One New Jersey lawmaker predicted there will be a ballot question next year asking his state's residents whether to amend the state Constitution to allow Internet gambling, which the full state legislature voted for, but Governor Chris Christie vetoed earlier this year.

Associated Press reports that executives from two online betting organisations and Caesars Entertainment said the Internet provides the gambling industry its best opportunity for growth.

"You're not going to stop the Internet," said Jan Jones, senior vice president of government relations for Caesars Entertainment. "You can regulate it, you can put in protections, but it's going to exist."

Melanie Brenner, president of the U.S. Online Gaming Association, said more than 10 million people currently play online poker.

"That's what they look forward to," she said. "This is the path to growth for the industry."

Panel members estimated the potential annual revenue from legalised Internet gambling in the U.S. at nearly $80 billion.

Richard Bronson, chairman of U.S. Digital Gaming, predicted that individual states will approve online gambling soon. He said the recent raids by federal prosecutors on online poker web sites makes it unlikely the federal government will approve Internet gambling, leaving states an opportunity to do it on a piecemeal basis.

"I believe strongly there will not be a national online gambling bill passed in the U.S.," he said. "I've yet to find one governor, one legislator, one lottery director that tells me otherwise. They want this to be a state issue."

New Jersey Assemblyman John Burzichelli, said the New Jersey state legislature plans to legalise.

"Next year there's probably going to be a question on the ballot to allow Internet gambling," he said. "Whether or not New Jersey voters amend the Constitution is up in the air. We came close, and we're going to do it again. We're going to take another run at it."

AP reports that the American Gaming Association called the recent prosecutions of individuals associated with three online gambling sites a "half measure" toward fixing the problem and called for federally sanctioned licensing and regulation of online poker.

The association's president, Frank Fahrenkopf, said millions of Americans bet billions of dollars a year at foreign websites, and will continue to do so as long as there are sites they can access.

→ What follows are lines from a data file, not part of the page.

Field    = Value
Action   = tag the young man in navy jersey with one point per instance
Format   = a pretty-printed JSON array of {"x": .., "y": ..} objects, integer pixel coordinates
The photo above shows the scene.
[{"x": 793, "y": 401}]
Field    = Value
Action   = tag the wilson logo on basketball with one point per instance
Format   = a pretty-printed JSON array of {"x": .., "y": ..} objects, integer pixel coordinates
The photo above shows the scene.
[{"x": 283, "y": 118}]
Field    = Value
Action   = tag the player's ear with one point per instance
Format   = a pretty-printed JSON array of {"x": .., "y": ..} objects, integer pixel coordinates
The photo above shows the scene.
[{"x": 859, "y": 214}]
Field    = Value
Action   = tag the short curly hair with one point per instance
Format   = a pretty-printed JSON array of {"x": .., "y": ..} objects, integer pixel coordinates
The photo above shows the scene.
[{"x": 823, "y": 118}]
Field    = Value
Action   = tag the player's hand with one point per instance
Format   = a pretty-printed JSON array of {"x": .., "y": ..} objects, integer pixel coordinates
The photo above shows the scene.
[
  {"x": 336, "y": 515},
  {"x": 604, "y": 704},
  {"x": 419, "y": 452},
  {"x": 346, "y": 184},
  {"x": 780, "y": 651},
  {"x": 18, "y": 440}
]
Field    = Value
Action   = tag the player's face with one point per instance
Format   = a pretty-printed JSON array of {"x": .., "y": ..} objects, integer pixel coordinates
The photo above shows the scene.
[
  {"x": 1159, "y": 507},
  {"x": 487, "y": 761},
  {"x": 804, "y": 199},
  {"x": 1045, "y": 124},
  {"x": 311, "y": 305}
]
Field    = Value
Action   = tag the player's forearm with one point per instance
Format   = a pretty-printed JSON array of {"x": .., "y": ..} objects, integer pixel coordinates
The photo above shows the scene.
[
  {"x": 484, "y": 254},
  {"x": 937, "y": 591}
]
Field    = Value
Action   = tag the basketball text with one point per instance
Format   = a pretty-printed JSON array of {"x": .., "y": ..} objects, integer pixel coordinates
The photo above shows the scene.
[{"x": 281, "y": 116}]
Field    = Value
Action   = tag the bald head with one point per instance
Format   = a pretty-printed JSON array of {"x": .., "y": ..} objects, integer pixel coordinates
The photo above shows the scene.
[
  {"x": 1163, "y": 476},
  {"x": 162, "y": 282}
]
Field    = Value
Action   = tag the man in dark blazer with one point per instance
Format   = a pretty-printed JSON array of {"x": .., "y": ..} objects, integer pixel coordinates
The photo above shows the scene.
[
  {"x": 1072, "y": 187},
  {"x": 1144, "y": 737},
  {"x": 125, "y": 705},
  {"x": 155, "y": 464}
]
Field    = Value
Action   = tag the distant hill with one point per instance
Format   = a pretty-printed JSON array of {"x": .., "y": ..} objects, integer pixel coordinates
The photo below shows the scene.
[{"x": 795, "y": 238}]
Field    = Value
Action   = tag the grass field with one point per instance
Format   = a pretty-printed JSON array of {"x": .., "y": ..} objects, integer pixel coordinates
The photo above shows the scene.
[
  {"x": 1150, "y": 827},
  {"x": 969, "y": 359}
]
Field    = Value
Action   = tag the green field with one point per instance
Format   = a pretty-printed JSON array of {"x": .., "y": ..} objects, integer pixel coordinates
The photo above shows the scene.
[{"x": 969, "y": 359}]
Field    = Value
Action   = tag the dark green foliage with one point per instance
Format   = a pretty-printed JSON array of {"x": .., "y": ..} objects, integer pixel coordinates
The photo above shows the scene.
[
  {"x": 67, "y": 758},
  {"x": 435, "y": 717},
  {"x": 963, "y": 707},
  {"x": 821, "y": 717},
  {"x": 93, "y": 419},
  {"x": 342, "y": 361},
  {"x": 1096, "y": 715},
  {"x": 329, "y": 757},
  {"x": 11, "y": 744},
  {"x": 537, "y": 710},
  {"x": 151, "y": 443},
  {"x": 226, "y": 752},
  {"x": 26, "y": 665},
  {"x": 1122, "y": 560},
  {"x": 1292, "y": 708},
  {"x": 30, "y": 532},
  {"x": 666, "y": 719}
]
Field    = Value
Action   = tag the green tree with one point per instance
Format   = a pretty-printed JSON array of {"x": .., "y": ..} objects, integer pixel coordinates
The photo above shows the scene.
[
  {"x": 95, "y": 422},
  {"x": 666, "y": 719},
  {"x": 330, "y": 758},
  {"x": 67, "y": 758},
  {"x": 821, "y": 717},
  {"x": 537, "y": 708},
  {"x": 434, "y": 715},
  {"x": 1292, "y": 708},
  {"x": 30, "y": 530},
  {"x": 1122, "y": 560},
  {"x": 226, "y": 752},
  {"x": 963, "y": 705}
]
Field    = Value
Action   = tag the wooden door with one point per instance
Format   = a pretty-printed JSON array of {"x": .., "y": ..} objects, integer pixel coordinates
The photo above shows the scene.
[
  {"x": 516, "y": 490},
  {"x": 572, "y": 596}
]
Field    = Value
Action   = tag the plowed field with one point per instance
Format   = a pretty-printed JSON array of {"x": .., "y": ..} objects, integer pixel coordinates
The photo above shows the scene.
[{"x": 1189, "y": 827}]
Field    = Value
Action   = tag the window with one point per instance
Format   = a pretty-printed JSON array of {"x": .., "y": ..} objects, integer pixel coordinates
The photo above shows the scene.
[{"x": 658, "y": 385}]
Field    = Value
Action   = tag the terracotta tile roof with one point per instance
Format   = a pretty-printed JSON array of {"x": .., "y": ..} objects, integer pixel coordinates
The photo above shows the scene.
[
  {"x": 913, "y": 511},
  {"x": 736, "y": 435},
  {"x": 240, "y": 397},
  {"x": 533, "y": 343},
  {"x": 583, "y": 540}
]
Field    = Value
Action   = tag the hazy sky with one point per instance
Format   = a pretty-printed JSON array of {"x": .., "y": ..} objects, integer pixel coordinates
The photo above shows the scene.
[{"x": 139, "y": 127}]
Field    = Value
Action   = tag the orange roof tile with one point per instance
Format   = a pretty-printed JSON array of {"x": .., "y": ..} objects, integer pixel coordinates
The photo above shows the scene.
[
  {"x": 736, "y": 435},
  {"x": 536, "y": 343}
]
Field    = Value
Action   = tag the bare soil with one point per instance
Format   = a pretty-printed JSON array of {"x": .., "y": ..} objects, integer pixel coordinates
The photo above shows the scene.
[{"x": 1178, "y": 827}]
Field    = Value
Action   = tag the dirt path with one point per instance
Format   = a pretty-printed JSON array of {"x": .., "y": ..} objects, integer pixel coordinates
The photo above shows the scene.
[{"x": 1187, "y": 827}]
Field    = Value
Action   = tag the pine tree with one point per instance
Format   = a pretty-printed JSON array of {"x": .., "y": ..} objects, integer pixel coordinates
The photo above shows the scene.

"In fact, in the immediate aftermath of online poker's April 15 'Black Friday,' some of the 300 companies that continued to operate in the U.S., in spite of the law, saw a surge in new business," he said. "Today, there are more than 1,000 real-money websites operated by these offshore operators that still target the U.S. market."

Because of that prosecution, individual states will try to approve Internet gambling solely within their own borders, panel members agreed. But they would lose out on a lucrative worldwide market that unscrupulous illegal website operators will fill, they added.

"If we look at this as a state opportunity, we will have lost the single largest opportunity for this industry," said Jones, the Caesars executive. "If you don't have that international capability — Europe, Asia — you can't go in there because you can't go outside your own state. You lost the worldwide opportunity."